The version is an optional string value that defines the version of the configuration used. This allows updates to be made to the specification while maintaining backwards compatibility by allowing Scale to recognize an older version and convert it to the current version. The default value for version if it is not included is the latest version, which is currently 1.0. It is recommended, though not required, that you include the version so that future changes to the specification will still accept your Strike configuration.

mount: JSON string

The mount field is a required string that specifies the NFS host and path that should be mounted in order to access the monitored directory (format is host:/file/path).

transfer_suffix: JSON string

The transfer_suffix field is a required string that defines a suffix that is used on the file names (by the system or process that is transferring files into the directory) to indicate that the files are still transferring and have not yet finished being copied into the monitored directory.

files_to_ingest: JSON array

The files_to_ingest field is a list of JSON objects that define the rules for which files to ingest and how to ingest them. The array must contain at least one item. Each JSON object has the following fields:

filename_regex: JSON string

The filename_regex field is a required string that defines a regular expression to check against the names of newly copied files. When a new file is copied in the monitored directory, each expression is checked against the file name in order of the files_to_ingest array. If an expression matches a newly copied file name in the directory, that file is ingested according to the other fields in the JSON object and all subsequent rules/expressions in the list are ignored.

data_types: JSON array

The data_types field is an optional list of strings. Any file that matches the corresponding file name regular expression will have these data type strings “tagged” with the file. If not provided, data_types defaults to an empty array.

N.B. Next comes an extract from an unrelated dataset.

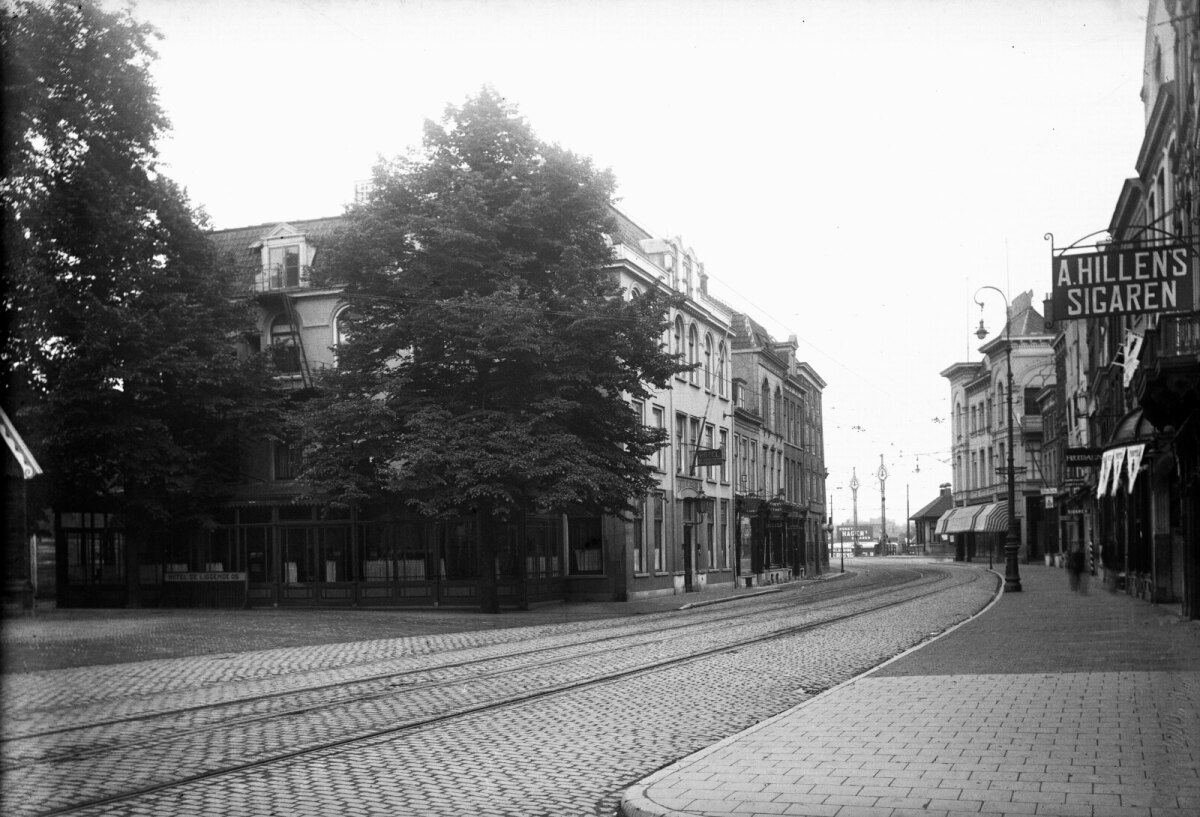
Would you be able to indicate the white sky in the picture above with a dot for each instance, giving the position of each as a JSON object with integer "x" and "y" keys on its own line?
{"x": 850, "y": 172}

workspace_path: JSON string

The workspace_path field is a required string that specifies a relative path within the workspace where each file will be stored. Three additional and dynamically named directories, for the current year, month, and day, will be appended to the workspace_path value automatically by the Scale system when a file is ingested (i.e. workspace_path/YYYY/MM/DD).

workspace_name: JSON string

The workspace_name field is required and contains the unique system name of the workspace that should store each file that matches the corresponding file name regular expression.